Thompson attempts to avoid this limited standard of review by arguing that Judge Pitman impermissibly "supplanted the ALJ's findings with his own conclusions." Thompson Obj. 4. This argument is unavailing. As the Report notes, "the All must consider-but need not explicitly discuss-the six factors set forth by 20 C.F.R. § 416.927(d)" before affording the opinion of a claimant's treating physician less than controlling weight. Report at 31 (citing Atwater v. Astrue, 512 F.Appx. 67, 70 (2d Cir. 2013)). In "determining whether the SSA's conclusions were supported by substantial evidence in the record, " Talavera v. Astrue, 697 F.3d 145, 151 (2d Cir. 2012), the Court therefore may articulate arguments not made by the ALJ in the first instance. See, e.g., Halloran v. Barnhart, 362 F.3d 28, 31-32 (2d Cir. 2004) (per curiam) (affirming ALJ opinion that "does not expressly acknowledge the treating physician rule" because the Court's "searching review of the record" revealed "that the substance of the treating physician rule was not traversed"). Such explication of the legitimate bases for the ALJ's decision does not "supplant the ALJ's findings" and is not error.
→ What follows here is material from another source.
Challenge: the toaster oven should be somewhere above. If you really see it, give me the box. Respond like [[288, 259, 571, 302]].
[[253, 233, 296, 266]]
Second, Thompson argues that the ALJ did not fulfill his obligation to fully develop the administrative record, specifically, that he erred in declining to seek additional information or clarification from Dr. Aimua before discounting her opinion. Thompson Obj. 13-16. This objection substantially overlaps with Thompson's first objection, and the Court rejects it for the same reason: Thompson raised this argument before Judge Pitman, see Thompson Br. 22-24, and the Report specifically addresses it, see Report at 34-35. Judge Pitman noted that ALJ's must contact treating physicians before rejecting their opinions in some circumstances, such as when the opinion "is perceived as insufficiently explained." Id. at 35. But where, as here, the opinion is affirmatively inconsistent with other evidence in the record including the applicant's own testimony, the ALJ is not obliged to contact the treating physician before discrediting, in part, her opinion. Id. The Court finds no error, let alone clear error, in this analysis.
Third, Thompson contends that the ALJ did not correctly apply the governing legal standard for determining his residual functional capacity ("RFC"). Thompson Obj. 16-20. Although styled as an independent objection, this argument relies on Thompson's interpretation of the treating physician rule. The first part of this objection reiterates that "[a]s discussed in Part I, Dr. Aimua's opinion should be controlling, thus the ALJ committed significant error by not giving Dr. Aimua's opinion controlling weight when considering Mr. Thompson's functional limitations and restrictions." Id. at 17. The Court has already considered, and rejected, this argument. The second part of this objection contends that the ALJ and Judge Pitman "failed to resolve the inconsistencies in the evidence" before classifying Thompson's RFC. Id. at 18. However, the inconsistencies Thompson identified were between Dr. Aimua's opinion and the shared opinion of other physicians. See id. at 18-20. By properly discounting Dr. Aimua's opinion, the ALJ resolved that inconsistency. Accordingly, the Court finds no clear error in the Report's review of the ALJ's RFC findings.
For the reasons articulated in the Report, the Court denies Thompson's motion and grants the Commissioner's cross-motion. The Clerk of Court is directed to terminate the motions pending at docket numbers 12 and 18, and to close this case.